There are a total of 5705 rows of duplicate names being found based on our implementation.

Task 3.4

We retrieved the csrankings and duplicate_author tables from the database, then joined them to replace any duplicate names with their canonical synonyms, standardizing the “name” column. It groups the updated records by this canonical name and merges duplicate rows by selecting, for each attribute, the longest (most complete) value, then writes the resulting clean table back to the database. The cleaned cs_rankings have 28115 rows, compared with cs_rankings 31224 rows, we found and merged 3,109 duplicate rows.

Task 3.5

We update the generated_author_info table by replacing duplicate author names with their canonical synonyms as identified in the duplicate_author table.

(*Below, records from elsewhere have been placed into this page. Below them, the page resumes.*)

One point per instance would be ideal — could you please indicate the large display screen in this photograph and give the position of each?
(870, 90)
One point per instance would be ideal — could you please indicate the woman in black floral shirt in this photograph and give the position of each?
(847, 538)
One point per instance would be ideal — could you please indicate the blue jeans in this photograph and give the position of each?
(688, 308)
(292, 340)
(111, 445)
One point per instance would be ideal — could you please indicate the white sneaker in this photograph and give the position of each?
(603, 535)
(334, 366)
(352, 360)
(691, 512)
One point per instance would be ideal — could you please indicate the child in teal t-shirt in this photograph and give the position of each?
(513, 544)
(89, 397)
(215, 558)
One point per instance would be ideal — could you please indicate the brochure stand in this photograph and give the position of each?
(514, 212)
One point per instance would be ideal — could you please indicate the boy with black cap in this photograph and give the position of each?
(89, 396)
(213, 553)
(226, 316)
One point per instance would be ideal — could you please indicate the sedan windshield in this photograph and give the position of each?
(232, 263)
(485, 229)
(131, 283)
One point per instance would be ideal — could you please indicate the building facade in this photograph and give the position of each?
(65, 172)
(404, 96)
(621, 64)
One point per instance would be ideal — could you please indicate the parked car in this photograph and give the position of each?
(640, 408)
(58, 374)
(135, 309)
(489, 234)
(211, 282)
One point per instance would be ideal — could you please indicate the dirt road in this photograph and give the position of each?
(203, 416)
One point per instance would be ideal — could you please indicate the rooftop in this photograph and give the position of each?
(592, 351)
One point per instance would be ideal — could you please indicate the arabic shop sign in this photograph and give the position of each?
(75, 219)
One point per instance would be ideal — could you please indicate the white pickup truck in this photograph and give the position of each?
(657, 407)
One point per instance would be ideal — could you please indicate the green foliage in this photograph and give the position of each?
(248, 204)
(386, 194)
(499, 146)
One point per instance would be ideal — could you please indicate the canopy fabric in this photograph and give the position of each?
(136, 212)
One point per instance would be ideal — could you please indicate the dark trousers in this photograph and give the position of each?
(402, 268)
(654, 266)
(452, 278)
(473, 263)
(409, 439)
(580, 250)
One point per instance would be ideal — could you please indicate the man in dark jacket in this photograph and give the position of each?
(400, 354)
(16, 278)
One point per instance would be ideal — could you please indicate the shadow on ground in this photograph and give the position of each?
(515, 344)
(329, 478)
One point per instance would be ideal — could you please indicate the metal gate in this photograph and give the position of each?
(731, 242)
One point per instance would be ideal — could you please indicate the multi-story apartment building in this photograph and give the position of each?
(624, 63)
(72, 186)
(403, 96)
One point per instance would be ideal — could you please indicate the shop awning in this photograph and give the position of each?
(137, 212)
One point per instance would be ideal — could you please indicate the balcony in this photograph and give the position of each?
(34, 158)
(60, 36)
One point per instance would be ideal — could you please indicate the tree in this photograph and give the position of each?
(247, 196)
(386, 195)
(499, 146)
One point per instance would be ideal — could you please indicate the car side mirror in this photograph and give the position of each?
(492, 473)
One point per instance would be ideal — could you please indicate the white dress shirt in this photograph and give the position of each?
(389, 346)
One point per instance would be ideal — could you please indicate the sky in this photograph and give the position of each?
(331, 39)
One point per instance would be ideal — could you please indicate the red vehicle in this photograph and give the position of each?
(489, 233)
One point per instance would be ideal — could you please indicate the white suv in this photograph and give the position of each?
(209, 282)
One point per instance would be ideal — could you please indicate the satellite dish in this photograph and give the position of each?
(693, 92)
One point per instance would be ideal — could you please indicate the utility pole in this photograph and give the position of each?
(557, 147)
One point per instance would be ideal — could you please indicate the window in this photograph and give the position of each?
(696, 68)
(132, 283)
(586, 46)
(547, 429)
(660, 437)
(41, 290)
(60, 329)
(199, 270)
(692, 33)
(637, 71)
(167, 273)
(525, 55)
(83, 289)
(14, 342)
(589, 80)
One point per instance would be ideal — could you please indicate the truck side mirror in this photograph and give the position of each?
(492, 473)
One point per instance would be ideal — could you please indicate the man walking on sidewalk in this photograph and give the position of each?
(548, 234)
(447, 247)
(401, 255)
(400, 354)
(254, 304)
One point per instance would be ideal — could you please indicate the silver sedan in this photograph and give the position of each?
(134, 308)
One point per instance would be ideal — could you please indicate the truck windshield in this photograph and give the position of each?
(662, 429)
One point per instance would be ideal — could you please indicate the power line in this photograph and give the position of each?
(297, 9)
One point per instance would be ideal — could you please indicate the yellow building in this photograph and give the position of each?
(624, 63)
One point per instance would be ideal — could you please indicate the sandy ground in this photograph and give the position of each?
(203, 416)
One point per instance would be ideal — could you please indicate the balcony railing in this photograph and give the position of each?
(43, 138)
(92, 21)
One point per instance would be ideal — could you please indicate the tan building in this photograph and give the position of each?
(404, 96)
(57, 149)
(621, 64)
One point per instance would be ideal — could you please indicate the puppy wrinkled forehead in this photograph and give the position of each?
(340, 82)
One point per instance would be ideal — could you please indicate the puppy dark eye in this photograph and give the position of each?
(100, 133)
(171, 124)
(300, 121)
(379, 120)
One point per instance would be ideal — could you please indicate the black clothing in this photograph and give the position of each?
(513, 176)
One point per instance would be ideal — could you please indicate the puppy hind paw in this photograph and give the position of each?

We deliberately avoid merging rows because we want to preserve the original structure where each row represents a single count entry (e.g., one paper). Merging records would aggregate counts and potentially lose the granularity of the data. By simply replacing the names, we standardize author identifiers across tables while retaining the original row-level detail for further analysis. Therefore, the generated_clean retains 239169 rows.

Task 4 Analysis

Task 4.1

SQL Query:

SELECT
g.name AS author,
g.dept AS institution,
SUM(g.count) AS a_star_publication
FROM generated_author_info_clean AS g
JOIN conference_ranking AS c
ON LOWER(g.area) = LOWER(c.Antonym)
WHERE c.Rank = ‘A*’
AND g.year BETWEEN 2010 AND 2024
GROUP BY g.name, g.dept
ORDER BY a_star_publication DESC, author ASC, institution ASC
LIMIT 100;

Output:
From the above SQL statement, we have generated top 100 authors. The following screenshot displays the top 10 of them.

Task 4.2

SQL Query:

WITH RankedInstitutions AS (
SELECT
COALESCE(fc.field, ‘Unknown Field’) AS cs_field,
g.dept AS institution_name,
COUNT(*) AS a_star_publications,
RANK() OVER (
PARTITION BY COALESCE(fc.field, ‘Unknown Field’)
ORDER BY COUNT(*) DESC, g.dept ASC
) AS rank_position
FROM generated_author_info_clean g
JOIN conference_ranking c
ON LOWER(g.area) = LOWER(c.Antonym)
LEFT JOIN field_conference fc
ON LOWER(g.area) LIKE ‘%’ || LOWER(fc.conference) || ‘%’ – Substring matching
WHERE c.Rank = ‘A*’
GROUP BY COALESCE(fc.field, ‘Unknown Field’), g.dept
)
SELECT
cs_field,
institution_name,
a_star_publications
FROM RankedInstitutions
WHERE rank_position <= 10
ORDER BY cs_field ASC, a_star_publications DESC, institution_name ASC;

Output: From the above SQL statement, we have generated top 10 institutions in each field. The total number of fields is 17.